Key button structure

Abstract

A key button is provided for pressing against a metal dome to trigger a signal. The key button structure includes a button cap and a button stem. One tip end of the button stem is in a shape of spherical camber which is in point contact with the metal dome, so that the button stem, when being pressed, is within an effective pressing area of the metal dome to prevent the metal from being permanently deformed and damaged.

Description

BRIEF DESCRIPTION OF THE DRAWINGS

The present invention will become more fully understood from the detailed description given herein below for illustration only, and thus are not limitative of the present invention, and wherein:

FIG. 1 is a side view of a conventional metal dome;

FIG. 2 is a side view of an embodiment of the present invention; and

FIG. 3 is a side view of an embodiment of the present invention, showing the action of the key button structure.

DETAILED DESCRIPTION OF THE INVENTION

Referring to FIG. 2, a key button structure of an embodiment of the present invention is provided for a dome membrane switch 20. The dome membrane switch 20 includes at least a conductive layer 21 and a metal dome 22. The conductive layer 21 has electrical conducting pad 211. The metal dome 22 covers the electrical contact 211 and is formed by punching a metal plate to assume an embossed cap. The top surface of the metal dome 22 has a height h, such that in normal state the metal dome 22 keeps the height h from the electrical conducting pad 211 without touching the conducting pad. An effective pressing area A, an allowable pressing area B, and a permanent deformation point C are defined from center to outer on the top surface of the metal dome 22 (as shown in FIG. 1). When the effective pressing area A of the metal dome 22 is pressed, the metal dome 22 is deformed downward and the inner side of the top surface touches the electrical conducting pad 211. After force that makes the metal dome 22 deformed is absent, the metal dome 22 recovers due to the resilience. However, if the area outside the effective pressing area A is pressed, the metal dome 22 is permanently deformed and cannot recover when force is absent.

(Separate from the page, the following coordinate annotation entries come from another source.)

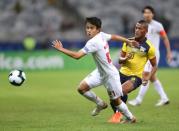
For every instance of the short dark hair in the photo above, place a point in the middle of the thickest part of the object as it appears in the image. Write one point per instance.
(144, 23)
(94, 21)
(149, 8)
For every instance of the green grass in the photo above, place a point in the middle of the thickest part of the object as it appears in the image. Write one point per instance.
(49, 101)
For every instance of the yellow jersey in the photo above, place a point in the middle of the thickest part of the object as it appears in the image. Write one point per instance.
(135, 65)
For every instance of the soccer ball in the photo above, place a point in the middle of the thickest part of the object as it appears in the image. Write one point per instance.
(17, 77)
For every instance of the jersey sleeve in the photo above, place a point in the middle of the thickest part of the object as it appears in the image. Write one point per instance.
(151, 52)
(161, 30)
(124, 47)
(106, 36)
(90, 47)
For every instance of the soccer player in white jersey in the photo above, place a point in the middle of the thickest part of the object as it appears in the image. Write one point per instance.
(155, 31)
(105, 73)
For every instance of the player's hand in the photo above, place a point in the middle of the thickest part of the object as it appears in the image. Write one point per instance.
(134, 43)
(129, 56)
(169, 57)
(57, 45)
(144, 82)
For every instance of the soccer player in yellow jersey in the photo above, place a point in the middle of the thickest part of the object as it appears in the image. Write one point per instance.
(133, 60)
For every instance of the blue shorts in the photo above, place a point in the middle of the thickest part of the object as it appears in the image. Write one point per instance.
(137, 81)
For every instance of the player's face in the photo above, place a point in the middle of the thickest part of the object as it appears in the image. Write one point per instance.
(148, 15)
(140, 31)
(91, 30)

However, the key button structure of the embodiment of the present invention includes a button cap 11 and a button stem 12. The button cap 11 and button stem 12 are made of plastic material and formed by injection molding. The button cap 11 can be formed in any type of configuration according to the electronic device (not shown) in practice and is exposed outside the surface of the electronic device for users to press. The button stem 12 is extended from the bottom of the button cap 11, and has an outer diameter smaller than the outer diameter of the effective pressing area A. The surface of the tip end surface of the button stem 12 is in the shape of a spherical camber 121.

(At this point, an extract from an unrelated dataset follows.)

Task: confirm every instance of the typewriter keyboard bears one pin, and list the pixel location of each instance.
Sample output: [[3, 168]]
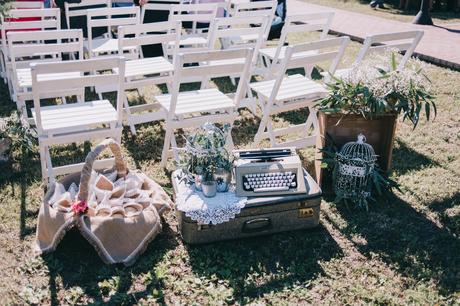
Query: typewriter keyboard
[[266, 182]]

Referring to FIG. 3 together, the button cap 11 of the key button structure is disposed above the metal dome 22. The button stem 12 is extended from the button cap 11 and toward the effective pressing area A of the metal dome 22 and the tip end thereof is spaced from the metal dome 22. When the button cap 11 is pressed downward, the button cap 11 moves the button stem 12 to press against the metal dome 22. The spherical camber 121 of the button stem 12 is in point contact with the metal dome 22, such that the button stem 12, when presses the metal dome 22, is in contact within the effective pressing area A of the metal dome 22, and further the metal dome 22 is deformed downward to make the inner side of the metal dome 22 touch the electrical conducting pad 211. Thus, the conductive layer 21 triggers a corresponding signal at once. After force pressing the button cap 11 is absent, the button cap 11 returns to the normal position (through the resilient structure on the button cap 11 or resilient elements installed in the button cap 11, not shown). Then, the metal dome 22 can resiliently recover to the normal state (as shown in FIG. 2).

Since the surface of the tip end of the button stem 12 is formed in the shape of the spherical camber 121, so that the button stem 12 is in point contact with the metal dome 22. Although slight dimension or assembling error exist, the button stem 12 can still be in contact within and press the effective pressing area A to prevent the metal dome 22 from being permanently deformed and damaged.

The invention being thus described, it will be obvious that the same may be varied in many ways. Such variations are not to be regarded as a departure from the spirit and scope of the invention, and all such modifications as would be obvious to one skilled in the art are intended to be included within the scope of the following claims.

Claims

1. A key button structure for pressing a metal dome to trigger a signal, comprising a button cap and a button stem extended from the button cap, wherein the tip end is formed in the shape of spherical camber, corresponding to the metal dome.

2. The key button structure as claimed in claim 1, wherein the metal dome has an effective pressing area, the outer diameter of the button stem is smaller than that of the effective pressing area.